The title of my story is:
A safe place
William turned on his pillow to face the door. It always came through the door when he wasn’t looking. He scattered toys on the floor so he would hear if it tried to sneak up on him, but his mother always tidied them away when she looked in on him before she went to bed.
He’d asked her not to do it but she’d said “It’s dangerous, Pugsley. Somebody might fall on them and hurt themselves.”
Yeah, that’s the idea, he’d wanted to say, but how could you expect a woman who called you ‘Pugsley’ to understand anything important like that?
It was too late now. He daren’t get out of bed. The house was silent and dark, and if he moved it would know he was awake. He hated the house where the thing lived. He hated his parents for letting it live there. The storybook told him there was a place where the thing wouldn’t find him. Where not even his mother would find him. When he saw a shooting star, he made a vow that the next time the thing came, he would go there.

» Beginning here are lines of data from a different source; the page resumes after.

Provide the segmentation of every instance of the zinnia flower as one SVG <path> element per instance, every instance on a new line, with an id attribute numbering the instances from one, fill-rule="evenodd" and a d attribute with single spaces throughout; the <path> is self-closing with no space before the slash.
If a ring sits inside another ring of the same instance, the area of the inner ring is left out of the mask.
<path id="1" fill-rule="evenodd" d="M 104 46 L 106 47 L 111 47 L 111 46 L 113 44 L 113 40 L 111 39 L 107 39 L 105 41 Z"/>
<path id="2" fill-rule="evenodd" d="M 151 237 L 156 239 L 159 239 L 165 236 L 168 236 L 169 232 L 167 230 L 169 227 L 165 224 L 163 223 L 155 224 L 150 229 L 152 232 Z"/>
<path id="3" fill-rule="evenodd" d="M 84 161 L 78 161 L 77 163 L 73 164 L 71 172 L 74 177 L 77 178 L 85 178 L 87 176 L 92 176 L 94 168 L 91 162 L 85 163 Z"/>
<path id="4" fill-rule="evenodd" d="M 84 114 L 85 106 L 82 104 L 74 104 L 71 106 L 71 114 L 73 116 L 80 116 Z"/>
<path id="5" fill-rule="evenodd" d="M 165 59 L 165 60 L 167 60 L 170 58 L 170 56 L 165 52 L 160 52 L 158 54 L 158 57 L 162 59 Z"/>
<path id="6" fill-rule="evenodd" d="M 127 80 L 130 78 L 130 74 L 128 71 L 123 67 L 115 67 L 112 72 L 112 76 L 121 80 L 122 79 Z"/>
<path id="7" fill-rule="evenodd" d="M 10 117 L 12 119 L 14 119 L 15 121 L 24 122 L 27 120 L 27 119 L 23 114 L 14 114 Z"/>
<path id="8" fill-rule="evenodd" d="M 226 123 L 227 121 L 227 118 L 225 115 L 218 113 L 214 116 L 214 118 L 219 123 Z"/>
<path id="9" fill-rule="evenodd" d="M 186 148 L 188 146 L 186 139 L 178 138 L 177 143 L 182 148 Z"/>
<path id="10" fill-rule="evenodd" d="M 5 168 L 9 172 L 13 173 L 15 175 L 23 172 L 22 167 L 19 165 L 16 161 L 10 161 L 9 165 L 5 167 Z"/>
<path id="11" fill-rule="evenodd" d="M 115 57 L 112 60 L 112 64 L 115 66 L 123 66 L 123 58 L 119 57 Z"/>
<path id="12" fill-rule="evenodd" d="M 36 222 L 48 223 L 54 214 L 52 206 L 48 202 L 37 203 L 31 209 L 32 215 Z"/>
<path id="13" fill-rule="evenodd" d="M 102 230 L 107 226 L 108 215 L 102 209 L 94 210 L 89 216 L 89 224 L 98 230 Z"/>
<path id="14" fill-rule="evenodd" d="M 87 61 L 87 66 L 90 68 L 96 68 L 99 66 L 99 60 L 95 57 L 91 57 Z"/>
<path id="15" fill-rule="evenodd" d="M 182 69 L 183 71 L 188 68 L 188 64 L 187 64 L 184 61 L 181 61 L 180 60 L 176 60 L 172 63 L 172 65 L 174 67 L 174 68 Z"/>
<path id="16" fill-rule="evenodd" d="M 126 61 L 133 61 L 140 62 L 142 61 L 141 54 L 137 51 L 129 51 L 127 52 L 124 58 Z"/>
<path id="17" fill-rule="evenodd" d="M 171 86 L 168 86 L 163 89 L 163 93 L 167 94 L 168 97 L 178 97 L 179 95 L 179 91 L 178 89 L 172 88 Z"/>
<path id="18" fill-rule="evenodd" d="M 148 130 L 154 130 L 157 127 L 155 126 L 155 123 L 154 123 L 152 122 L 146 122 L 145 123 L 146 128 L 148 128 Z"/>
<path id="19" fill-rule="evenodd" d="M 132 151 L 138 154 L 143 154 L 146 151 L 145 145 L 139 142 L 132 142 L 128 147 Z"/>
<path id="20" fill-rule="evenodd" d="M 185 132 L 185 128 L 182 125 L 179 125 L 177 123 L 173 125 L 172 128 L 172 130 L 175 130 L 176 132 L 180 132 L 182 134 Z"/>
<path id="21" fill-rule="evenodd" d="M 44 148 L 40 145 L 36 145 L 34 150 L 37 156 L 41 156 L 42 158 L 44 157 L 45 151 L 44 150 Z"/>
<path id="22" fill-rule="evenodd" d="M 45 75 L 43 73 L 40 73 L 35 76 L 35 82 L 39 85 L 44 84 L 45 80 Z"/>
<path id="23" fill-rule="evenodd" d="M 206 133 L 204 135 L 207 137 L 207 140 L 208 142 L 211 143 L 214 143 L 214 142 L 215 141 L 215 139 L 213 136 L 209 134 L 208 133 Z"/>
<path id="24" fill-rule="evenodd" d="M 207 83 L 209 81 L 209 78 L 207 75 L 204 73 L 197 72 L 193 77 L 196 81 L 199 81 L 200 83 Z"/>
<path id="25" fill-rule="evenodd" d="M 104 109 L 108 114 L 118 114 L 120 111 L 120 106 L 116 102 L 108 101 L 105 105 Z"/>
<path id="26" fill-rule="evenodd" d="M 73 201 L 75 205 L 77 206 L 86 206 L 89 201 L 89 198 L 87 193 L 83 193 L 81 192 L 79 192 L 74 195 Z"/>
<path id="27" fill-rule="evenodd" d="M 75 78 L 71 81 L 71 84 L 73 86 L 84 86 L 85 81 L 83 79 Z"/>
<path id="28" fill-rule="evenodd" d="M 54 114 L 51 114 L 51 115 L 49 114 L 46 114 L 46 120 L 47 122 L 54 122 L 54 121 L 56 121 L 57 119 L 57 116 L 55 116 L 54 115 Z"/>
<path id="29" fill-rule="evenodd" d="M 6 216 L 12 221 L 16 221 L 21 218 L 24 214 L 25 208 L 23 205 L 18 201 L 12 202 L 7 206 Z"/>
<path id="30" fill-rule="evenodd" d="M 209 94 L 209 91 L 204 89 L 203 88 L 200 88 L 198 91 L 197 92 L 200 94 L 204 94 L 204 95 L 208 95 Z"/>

The door creaked. Fear made his insides turn over on themselves, and he clutched the plane in his fist. The shiny metal felt solid and comforting against his sweaty palm. He ran the wheels over the sheet to test that everything was working. The door opened a little further. He could see the darkness of the hallway drifting into the room, hear the cold, clammy sound of breathing.
“Now,” he whispered.
The wheels whished across the sheet; the engines rumbled to life. William clung to the shuddering fuselage, his teeth gritted in a smile of triumph. The door flew open but he was already gone, another star in the night sky.